— Что?.. А?! — Груда тканей завозилась и раскрылась, словно отошел от кочана внешний лист. Роскошная села на постели и, не открывая глаз, высекла огонь. — Ох… я кричала, да? А я подумала… мне тут… Что с тобой?!
— Я… Я видела в саду двоих. Я их помню. Они меня ждали… Они хотели…
— Сон, — улыбнулась женщина. — Иногда сны бывают такие… странные, а в девичестве мы пугливые. От незнания. Представь себе, Курт…
— Нареч… Сударыня, прошу меня… Сын вашей сестры рассказал про меня не все! Старый герцог с цепью на груди велел молчать, но теперь нельзя…
Роскошная слушала, глубоко дыша и не прерывая. Мэллит сбивалась и выправлялась, объясняя про Повелевающего Волнами, заступившего дорогу мертвому, про нареченного Робером и солдата, чье имя ничтожная забыла…
— Он отдал мне вот это. — Семилучевая звездочка легла в ладонь. — Знал, что я бегу, что я — женщина, и отдал, а ведь для вас душа ценнее жизни… Теперь этот солдат там… в Олларии. И никому нельзя выходить, я слышала!
— Там много кто! — Роскошная встала и начала одеваться — без спешки, но быстро и ловко. — Те, кто к тебе приходил, не забыли себя. Такое редко, но бывает. Знать бы, сколько они бродили под стенами — в Хексберг нет дороги ни варитам, ни выходцам. Вот ведь, пятнадцать раз польза, шестнадцатый — вред! Чего глазами хлопаешь? А ну брысь собираться. Едем!
— К блиста… К герцогу-регенту?
— К Курту, и немедленно!
Глава 3
Северо-восточная Гайифа. Кипара
400 год К.С. 8-й день Летних Волн
1
Козел был прелестен, но безымянен. И вовсе не потому, что, потеряв любимого хозяина, согласно завету Бакры, утратил и данное тем имя, просто к скотине ничего не липло. Такое случается: у батюшки был повар, само собой, отличнейший, которого, без сомнения, как-то звали, но никто этого имени не знал — жена и та величала беднягу то муженьком, то старым дуралеем. Так и с доставшимся Марселю скакуном. Виконт пытался бороться с судьбой, нарекая гордого рогача то Астром, то Анаксом, то, с учетом театра военных действий, Арсаком, куда там… Тварь упорно оставалась Скотиной и Козлом. Через месяц смирились оба. Валме — с волей Бакры, лишившего свое дитя имени, дитя Бакры — с косоруким наездником; впрочем, косорукость потихоньку отступала.

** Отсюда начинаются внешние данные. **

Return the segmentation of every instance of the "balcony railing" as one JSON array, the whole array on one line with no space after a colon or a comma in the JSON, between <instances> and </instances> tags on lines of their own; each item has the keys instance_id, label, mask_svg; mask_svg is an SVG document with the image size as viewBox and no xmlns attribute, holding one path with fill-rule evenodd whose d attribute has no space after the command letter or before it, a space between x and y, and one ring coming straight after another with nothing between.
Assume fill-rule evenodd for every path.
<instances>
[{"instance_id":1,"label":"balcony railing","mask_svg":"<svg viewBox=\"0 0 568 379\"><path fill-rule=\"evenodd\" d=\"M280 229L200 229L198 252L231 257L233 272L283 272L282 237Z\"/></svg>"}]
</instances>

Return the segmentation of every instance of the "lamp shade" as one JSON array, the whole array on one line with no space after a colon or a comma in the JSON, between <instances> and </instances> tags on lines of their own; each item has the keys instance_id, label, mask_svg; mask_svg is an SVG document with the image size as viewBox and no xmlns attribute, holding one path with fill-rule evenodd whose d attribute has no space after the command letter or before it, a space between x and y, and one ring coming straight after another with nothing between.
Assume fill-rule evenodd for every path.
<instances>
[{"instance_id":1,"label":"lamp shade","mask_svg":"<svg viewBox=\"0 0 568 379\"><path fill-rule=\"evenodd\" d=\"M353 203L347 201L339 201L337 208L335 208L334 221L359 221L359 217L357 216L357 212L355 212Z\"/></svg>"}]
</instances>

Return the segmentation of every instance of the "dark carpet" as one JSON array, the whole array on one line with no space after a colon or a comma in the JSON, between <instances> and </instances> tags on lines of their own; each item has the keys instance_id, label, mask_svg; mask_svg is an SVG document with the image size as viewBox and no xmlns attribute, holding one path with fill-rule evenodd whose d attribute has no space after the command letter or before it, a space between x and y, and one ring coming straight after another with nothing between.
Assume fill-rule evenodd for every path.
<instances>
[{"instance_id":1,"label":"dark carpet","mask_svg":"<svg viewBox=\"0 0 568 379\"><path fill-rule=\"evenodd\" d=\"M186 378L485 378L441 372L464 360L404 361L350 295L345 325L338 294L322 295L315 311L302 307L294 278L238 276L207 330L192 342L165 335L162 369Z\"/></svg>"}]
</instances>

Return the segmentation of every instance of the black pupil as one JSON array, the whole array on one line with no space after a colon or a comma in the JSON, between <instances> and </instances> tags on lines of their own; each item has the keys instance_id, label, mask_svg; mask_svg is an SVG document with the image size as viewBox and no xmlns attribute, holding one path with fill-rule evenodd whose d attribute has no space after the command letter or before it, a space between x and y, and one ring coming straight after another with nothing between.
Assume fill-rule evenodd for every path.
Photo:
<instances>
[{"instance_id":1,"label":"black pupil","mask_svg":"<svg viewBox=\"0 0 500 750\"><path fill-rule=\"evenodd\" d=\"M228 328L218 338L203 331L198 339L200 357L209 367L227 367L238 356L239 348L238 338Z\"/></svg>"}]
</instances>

Взяв неделю назад под бдительным оком Коннерова братца дюжину хитрых препятствий и взлетев по каменистому склону к потягивающему касеру наставнику, Марсель понял, что к бою готов, то есть готов, но не совсем. Безымянный козел не способствует прославлению талигойского флага, и виконт лично раскрасил могучие рога черным и белым. Вышло верноподданно, но скучно и как-то убого. Мог бы выручить алый, но использовать цвет покойной королевы было бы бестактно по отношению к Рокэ, и Марсель обратился к собственному родовому наследию. Рога стали бело-черно-зелеными, а сбрую украсили зелено-черные банты. Это уже было не стыдно показать и друзьям, и врагам. Виконт ждал битвы, грыз знаменитые кипарские грушеяблоки, кои автор трактата об изысканной и здоровой пище предписывал кушать только что сорванными, угощал Скотину и любовался пейзажами.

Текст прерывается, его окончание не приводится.